For performance, write it in C - Part 3, Source code now ava

tekhne · August 4, 2006, 10:40pm

Isaac G. wrote:

Depending on the machine hardware, we should expect a vanilla Java
implementation to take 1.5x - 2.5x longer than C for this problem.

Only if by “vanilla” you mean optimised Java.

tekhne · August 5, 2006, 5:02am

Jon H. wrote:
-snip-

These languages are not the same. However, using “ordinary” IO via
System.out.println or cout or print_endline is the “vanilla” way of
outputting in all of these languages. Of these languages, only Java gives
appalling performance unless you switch to buffers.

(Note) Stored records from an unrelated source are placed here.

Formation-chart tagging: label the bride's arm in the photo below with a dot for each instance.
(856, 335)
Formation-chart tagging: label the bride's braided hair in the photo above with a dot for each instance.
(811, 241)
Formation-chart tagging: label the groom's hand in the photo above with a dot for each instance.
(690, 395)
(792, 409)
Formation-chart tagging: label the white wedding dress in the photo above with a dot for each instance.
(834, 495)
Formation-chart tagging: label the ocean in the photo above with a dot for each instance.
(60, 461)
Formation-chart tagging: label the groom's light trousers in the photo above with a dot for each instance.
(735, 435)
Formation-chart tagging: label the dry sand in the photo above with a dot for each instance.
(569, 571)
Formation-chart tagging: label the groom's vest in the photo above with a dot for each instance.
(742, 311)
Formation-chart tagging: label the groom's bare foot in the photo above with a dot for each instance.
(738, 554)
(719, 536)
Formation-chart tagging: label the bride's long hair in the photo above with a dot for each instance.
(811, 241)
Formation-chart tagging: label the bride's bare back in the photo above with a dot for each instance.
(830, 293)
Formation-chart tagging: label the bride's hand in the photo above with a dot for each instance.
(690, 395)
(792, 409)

I guess you’d fail a Java exam

(I’m not interested enough to find out, but I suspect stdout is at
minimum line-buffered.)

Even when you do use buffers in Java, it is still slower than unbuffered
C++, OCaml etc. on my machine.

No where near an order of magnitude slower - iirc you reported 1.85x C

I was using Sun’s J2SE 1.5. I also tried GNU’s GIJ, which is even slower
than OCaml’s bytecode.

You failed the Java exam again
For Java without JIT use the -Xint command line option with the Sun JVM
like this

time java -Xint Latin > /dev/null

And if the program ran for any amount of time we of course be using

time java -server Latin > /dev/null

tekhne · August 5, 2006, 8:08am

On Sat, Aug 05, 2006 at 07:22:57AM +0900, Thomas E Enebo wrote:

On Sat, 05 Aug 2006, Jon H. defenestrated me:

Only if by “vanilla” you mean optimised Java.

Did you look at Isaac’s implementation? It is almost exactly the same it
was before, but he is not printing out the latin squares as unicode (which
none of the other impls are doing to my knowledge) and it is writing to
a BufferedReader (which any Java programmer with a couple months of
experience would/should do).

Not to get embroiled in a nascent flamewar, or anything, but . . .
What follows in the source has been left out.